Las confrontaciones, la búsqueda del control del poder más que la participación en él, propiciaron una actitud política ideológica intransigente que llevó a constantes procesos de exclusión y a una cultura de la desconfianza en quien ejercía la titularidad de la función pública. Pero entre la desconfianza y la intransigencia se fueron abriendo paso ideas fundamentales en la vida mexicana y se fueron dando etapas evolutivas del Estado y de la sociedad. Desde diferentes perspectivas doctrinarias se alentaron distintas formas de organizar el poder, pero también se fueron edificando conceptos básicos acerca de los que no podía haber discrepancia.

Otro aspecto destacado de este siglo es la participación de los intelectuales en la construcción de la nación.
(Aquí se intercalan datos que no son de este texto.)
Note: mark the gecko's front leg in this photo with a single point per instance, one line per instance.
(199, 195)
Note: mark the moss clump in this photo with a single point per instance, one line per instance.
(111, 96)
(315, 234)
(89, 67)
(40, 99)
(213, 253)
La mayoría de los escritores liberales participa con ideas y con actos. Entre esta pléyade están Ignacio Manuel Altamirano e Ignacio Ramírez, quienes en distintos momentos ocuparon cargos gubernamentales. Su propósito era construir el nacionalismo mexicano, transformar a una sociedad saliente de la Colonia para convertirla en una comunidad guiada por las ideas del progreso y la civilización. Aunque el concepto “cultura nacional” no aparece en sus escritos, lo entienden como “Patria”.

En sus esfuerzos por crear la “literatura nacional”, Altamirano y Ramírez aportaron temas y tratamientos que se mantuvieron vigentes durante muchas generaciones y conformaron un sentir común. Consagraron buena parte de la actividad literaria a la tarea de construir la conciencia nacional pues para ellos la política no se puede disociar de la cultura.